Amazon’s earliest arrival date was almost two weeks away.
It’s been six days since the rain stopped and I can personally confirm everything you’ve seen and heard about the recovery effort. The spontaneous coordination and cooperation have been nothing short of stunning. My neighbors have been ripping out sheetrock, tearing up tiles, squeegeeing floors, hauling furniture, cooking meals, and shuttling supplies. It’s been a thing of beauty.
There’s just one problem. We’re low on mops. And bleach. And gloves. And masks. Three days after the rain ended, my wife visited several stores and distribution sites, hoping to find cleaning supplies to shuttle back to the recovery crews in our neighborhood. No dice.
I went looking for them on Amazon, and the earliest arrival date was almost two weeks away. One of the local distribution points was saved by two trucks of supplies that were procured and delivered by ExxonMobil.
Why is it, when the need for these items is so great, when demand is so high, stores around the country aren’t rushing to ship their inventories to Houston?
When rules prohibit prices from reflecting changes in demand, they muddy the incentives.
The answer is institutions. When economists and political scientists refer to institutions, we are often talking about rules. We spend a great deal of time thinking about how rules shape our incentives. Sometimes, what we see is surprising.
In this case, the offending rule is section 17.46(b)(27) of the Texas Deceptive Trade Practices-Consumer Protection Act. The rule prohibits “selling or leasing fuel, food, medicine or another necessity at an exorbitant or excessive price” (emphasis added) during a declared disaster.
In the immediate aftermath of Harvey, Texas Governor Greg Abbott issued a proclamation noting that the law is designed to protect consumers who “are particularly vulnerable to economic exploitation during this challenging time.”
That all sounds well and good, until you start to think about the rule’s effects on incentives.
When rules explicitly prohibit prices from changing to reflect changes in the underlying demand, they muddy the incentives. To see this, consider what would happen without anti-gouging laws. Local demand for cleaning supplies would increase in the immediate aftermath of the flooding. As a result, the price would increase. Suppliers of cleaning supplies from around the country would have incentives to ship their goods to the Houston area to sell them at the higher price. Just as important, the prices would rise in other parts of the country too.
Anti-gouging law, designed to protect consumers, has the unintended effect of making them more vulnerable.
As Don Boudreaux pointed out in a recent entry at Café Hayek, consumers in other parts of the country would be incentivized to assist in this process. Imagine, a woman walks into a Walmart in Ohio looking for bleach. She sees the higher price and decides to buy just one bottle rather than the three she was intending to buy. Even if she knows nothing about the desperate need for cleaning supplies in Texas, she unintentionally assists in Walmart’s efforts, allowing greater supplies of bleach to be shipped to its Texas stores. The end result is that we could walk into any store and find cleaning supplies without issue.

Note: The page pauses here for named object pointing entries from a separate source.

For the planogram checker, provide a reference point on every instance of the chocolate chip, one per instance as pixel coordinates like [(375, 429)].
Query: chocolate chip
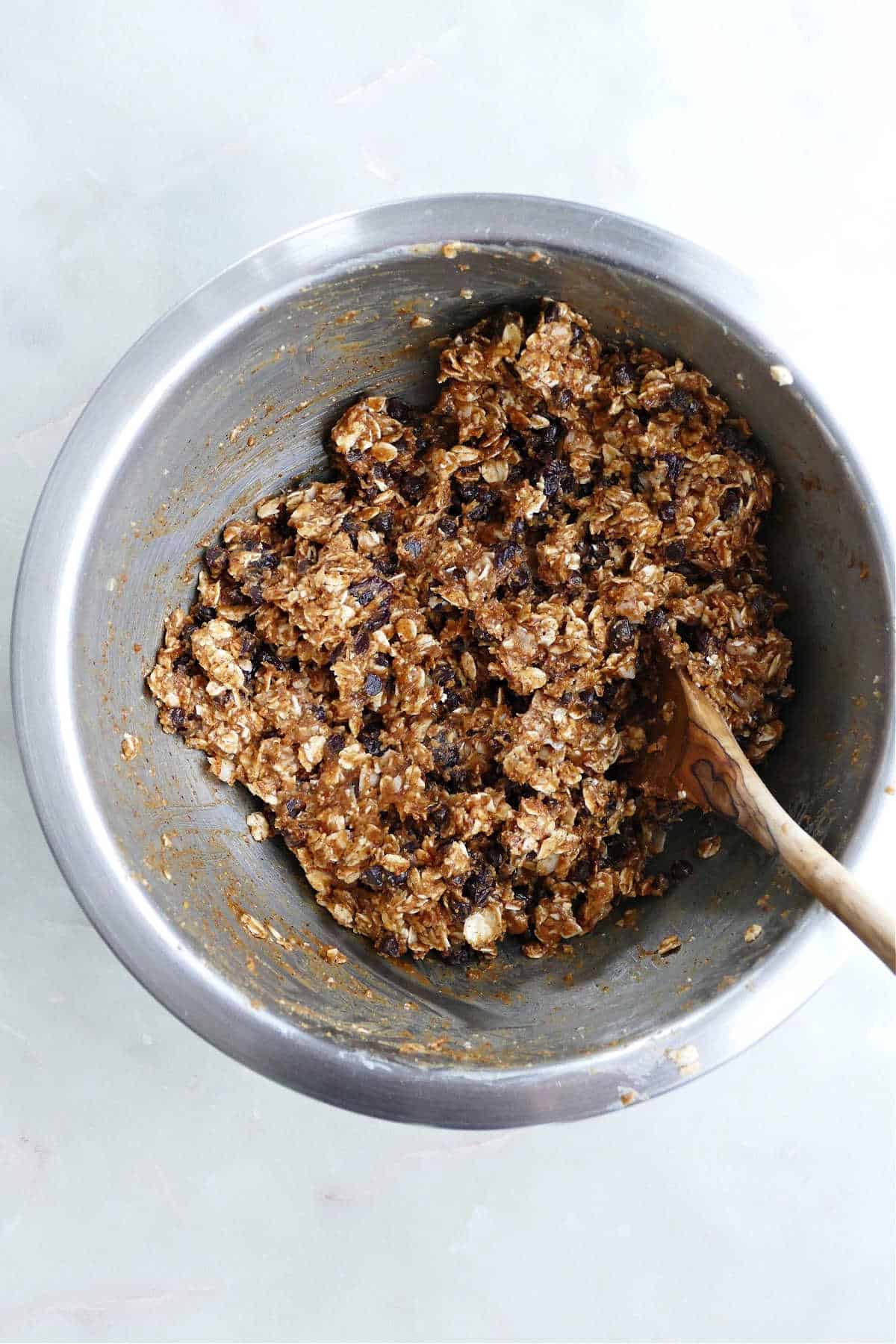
[(366, 591), (621, 633), (381, 616), (413, 487), (465, 487), (351, 527), (438, 818), (388, 945), (550, 436), (458, 956), (386, 566), (479, 886), (594, 551), (215, 561), (618, 846), (447, 753), (729, 504), (374, 878), (399, 410), (675, 465), (267, 653), (684, 402), (704, 641), (487, 500), (582, 870), (762, 608), (507, 554), (558, 477), (520, 579), (370, 739), (729, 437)]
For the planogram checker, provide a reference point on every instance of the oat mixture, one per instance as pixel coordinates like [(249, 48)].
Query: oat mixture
[(433, 670)]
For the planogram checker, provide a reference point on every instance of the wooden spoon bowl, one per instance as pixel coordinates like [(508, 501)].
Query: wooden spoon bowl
[(692, 754)]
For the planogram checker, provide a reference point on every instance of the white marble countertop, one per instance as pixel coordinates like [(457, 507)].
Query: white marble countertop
[(149, 1187)]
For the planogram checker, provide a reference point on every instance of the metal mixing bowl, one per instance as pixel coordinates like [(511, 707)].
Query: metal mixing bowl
[(228, 398)]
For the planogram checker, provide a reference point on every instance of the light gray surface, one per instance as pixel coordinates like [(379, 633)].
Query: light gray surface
[(148, 1187)]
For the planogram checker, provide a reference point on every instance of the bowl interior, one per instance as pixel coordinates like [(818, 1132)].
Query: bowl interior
[(246, 411)]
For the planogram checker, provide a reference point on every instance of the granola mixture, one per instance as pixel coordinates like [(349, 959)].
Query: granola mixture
[(433, 670)]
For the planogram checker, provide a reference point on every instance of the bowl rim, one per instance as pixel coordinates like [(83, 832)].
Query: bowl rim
[(356, 1078)]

Instead, the law prevents prices from rising excessively or exorbitantly (never mind the arbitrary nature of these terms). There are fewer incentives for stores to redirect their supplies. So, in the days after the flooding subsides, when people need bleach desperately to help stave off mold and other nastiness, it’s much harder to find than it should be. We are left to hope that ExxonMobil (and others) will appear miraculously with their trucks of supplies.

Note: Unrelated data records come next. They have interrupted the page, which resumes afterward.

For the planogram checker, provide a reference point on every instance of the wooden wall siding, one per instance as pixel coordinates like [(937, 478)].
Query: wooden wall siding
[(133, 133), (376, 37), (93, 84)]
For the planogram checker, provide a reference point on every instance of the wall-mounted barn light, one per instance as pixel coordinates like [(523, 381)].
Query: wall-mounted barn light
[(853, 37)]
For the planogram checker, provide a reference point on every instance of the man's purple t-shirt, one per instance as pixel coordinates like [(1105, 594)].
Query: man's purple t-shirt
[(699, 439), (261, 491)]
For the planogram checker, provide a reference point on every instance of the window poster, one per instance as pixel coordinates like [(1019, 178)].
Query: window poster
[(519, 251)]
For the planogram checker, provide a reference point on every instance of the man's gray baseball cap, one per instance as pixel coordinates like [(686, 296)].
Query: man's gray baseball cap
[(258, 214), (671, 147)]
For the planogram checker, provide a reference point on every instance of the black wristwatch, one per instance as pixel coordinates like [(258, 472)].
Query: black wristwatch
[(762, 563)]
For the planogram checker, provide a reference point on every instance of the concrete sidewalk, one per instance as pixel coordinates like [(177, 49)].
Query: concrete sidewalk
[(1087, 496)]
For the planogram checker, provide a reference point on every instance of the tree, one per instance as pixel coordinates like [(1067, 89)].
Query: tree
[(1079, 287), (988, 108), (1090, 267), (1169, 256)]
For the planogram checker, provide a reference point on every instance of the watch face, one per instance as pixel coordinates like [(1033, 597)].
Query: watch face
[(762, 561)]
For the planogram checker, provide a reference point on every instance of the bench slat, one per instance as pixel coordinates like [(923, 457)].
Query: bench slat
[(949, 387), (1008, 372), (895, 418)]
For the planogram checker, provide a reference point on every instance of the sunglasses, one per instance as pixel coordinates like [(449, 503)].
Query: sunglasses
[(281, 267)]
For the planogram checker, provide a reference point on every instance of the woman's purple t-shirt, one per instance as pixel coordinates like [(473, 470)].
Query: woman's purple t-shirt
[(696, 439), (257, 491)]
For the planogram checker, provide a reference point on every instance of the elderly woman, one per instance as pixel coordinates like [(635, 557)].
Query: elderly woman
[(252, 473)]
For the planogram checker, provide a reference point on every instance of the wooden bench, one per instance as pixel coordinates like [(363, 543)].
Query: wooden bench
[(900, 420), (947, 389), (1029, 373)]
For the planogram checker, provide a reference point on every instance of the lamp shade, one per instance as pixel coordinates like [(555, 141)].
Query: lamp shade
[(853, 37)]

But think about what this means. People are made more vulnerable by the law than without it! Institutions are most pernicious – and most interesting – when they produce consequences that are completely opposite from those intended. In this case, an anti-gouging law designed to protect consumers in vulnerable situations has the unintended effect of making them more vulnerable.
Crises have a way of making visible the incentives and processes that are otherwise difficult to see.

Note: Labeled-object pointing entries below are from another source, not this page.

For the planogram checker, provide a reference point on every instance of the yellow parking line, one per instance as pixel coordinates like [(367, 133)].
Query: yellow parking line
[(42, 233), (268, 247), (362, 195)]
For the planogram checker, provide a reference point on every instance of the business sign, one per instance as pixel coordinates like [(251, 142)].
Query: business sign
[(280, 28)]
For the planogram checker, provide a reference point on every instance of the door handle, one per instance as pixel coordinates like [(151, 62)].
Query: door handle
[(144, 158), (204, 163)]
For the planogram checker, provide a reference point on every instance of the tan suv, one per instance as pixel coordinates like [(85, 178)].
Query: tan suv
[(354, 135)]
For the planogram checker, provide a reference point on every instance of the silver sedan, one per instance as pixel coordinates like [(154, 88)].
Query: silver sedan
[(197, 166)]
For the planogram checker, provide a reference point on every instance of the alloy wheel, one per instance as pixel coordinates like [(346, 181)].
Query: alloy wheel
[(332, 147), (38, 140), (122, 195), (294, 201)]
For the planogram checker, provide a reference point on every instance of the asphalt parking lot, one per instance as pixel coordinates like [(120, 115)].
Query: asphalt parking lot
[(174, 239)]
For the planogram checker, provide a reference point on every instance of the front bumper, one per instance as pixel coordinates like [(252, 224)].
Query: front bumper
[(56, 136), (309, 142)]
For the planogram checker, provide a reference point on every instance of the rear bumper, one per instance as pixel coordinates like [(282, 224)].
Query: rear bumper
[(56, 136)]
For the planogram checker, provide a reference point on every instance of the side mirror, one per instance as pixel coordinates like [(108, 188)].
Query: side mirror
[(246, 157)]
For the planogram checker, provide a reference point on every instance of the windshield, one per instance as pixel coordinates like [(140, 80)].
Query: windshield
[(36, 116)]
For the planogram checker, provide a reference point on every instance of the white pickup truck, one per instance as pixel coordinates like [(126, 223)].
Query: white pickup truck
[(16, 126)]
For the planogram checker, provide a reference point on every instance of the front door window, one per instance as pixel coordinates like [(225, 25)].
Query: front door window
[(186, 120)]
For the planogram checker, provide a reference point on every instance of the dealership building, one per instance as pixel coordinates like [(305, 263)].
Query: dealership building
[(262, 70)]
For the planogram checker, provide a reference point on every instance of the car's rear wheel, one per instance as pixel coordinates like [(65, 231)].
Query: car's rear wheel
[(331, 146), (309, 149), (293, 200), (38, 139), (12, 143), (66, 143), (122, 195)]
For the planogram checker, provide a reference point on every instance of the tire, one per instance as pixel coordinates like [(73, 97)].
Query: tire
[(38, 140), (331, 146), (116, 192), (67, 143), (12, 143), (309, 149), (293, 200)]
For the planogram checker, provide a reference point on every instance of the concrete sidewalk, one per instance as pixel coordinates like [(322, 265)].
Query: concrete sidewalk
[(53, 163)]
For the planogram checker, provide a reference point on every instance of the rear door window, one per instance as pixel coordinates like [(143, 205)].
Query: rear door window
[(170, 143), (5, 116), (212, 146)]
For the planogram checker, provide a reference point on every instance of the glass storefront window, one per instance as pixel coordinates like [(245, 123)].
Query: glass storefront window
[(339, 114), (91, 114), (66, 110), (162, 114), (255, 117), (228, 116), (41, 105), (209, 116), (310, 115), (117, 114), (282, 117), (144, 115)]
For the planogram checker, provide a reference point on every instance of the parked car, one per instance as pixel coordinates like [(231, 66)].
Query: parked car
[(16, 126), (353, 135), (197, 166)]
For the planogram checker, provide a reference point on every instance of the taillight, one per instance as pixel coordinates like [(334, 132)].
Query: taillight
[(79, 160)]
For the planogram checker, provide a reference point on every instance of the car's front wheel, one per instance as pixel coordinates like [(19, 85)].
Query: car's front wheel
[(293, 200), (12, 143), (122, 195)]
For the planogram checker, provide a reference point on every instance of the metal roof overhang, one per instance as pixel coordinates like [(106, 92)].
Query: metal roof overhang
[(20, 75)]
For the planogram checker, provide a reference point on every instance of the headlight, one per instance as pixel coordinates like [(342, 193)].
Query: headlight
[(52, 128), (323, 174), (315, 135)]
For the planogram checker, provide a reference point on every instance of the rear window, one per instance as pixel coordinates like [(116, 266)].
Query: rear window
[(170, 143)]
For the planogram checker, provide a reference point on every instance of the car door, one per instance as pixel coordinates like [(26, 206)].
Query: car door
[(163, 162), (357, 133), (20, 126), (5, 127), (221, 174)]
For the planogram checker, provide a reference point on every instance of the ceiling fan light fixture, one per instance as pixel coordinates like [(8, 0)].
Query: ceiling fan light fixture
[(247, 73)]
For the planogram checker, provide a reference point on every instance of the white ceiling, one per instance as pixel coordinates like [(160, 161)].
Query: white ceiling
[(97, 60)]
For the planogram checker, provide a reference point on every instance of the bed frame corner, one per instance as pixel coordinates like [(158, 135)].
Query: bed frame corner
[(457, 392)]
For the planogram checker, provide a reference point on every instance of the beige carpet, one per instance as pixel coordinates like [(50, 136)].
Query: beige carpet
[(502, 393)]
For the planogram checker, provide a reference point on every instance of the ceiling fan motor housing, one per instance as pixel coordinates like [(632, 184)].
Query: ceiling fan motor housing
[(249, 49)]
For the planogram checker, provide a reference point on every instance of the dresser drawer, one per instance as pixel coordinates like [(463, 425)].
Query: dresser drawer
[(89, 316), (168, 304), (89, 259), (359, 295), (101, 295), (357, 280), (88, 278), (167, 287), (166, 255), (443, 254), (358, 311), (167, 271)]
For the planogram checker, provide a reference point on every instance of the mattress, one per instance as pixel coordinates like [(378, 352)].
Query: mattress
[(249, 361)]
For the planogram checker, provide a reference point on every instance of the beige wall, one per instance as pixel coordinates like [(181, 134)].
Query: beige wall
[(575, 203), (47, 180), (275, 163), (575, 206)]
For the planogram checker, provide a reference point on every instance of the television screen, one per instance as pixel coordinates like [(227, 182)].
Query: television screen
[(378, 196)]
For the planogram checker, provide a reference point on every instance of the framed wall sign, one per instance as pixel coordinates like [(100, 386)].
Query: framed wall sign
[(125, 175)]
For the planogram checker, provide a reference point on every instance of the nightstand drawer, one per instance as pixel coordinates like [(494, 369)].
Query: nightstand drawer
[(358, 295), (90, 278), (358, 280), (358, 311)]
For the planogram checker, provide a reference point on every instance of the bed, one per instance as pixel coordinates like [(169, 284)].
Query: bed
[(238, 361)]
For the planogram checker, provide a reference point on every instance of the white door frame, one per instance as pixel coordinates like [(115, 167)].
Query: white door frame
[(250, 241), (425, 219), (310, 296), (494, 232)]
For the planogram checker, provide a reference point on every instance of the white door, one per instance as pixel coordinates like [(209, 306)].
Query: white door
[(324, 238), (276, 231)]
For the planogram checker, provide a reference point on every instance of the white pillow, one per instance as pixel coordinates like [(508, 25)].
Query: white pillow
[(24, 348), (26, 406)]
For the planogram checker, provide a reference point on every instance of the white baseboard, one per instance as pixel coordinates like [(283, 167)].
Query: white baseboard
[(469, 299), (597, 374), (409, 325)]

Most folks don’t want to hear this. We tend to take institutions at face-value and assume that a law designed to protect consumers actually protects the consumers.
During the peak of the storm, several of my neighbors took to social media to vehemently condemn the local gas station because of the rumor – subsequently proved untrue – that cases of water were selling for $40. One Reddit thread encourages people to report “price gougers” and refers to those that raise their prices as “scumbags.” Despite all the goodwill built up in my neighborhood, this article isn’t going to win me an invitation to the next block party.
But this is what happens in crises and disasters. They often have a way of making visible the incentives and processes that are otherwise difficult to see. Anti-gouging rules are just one example.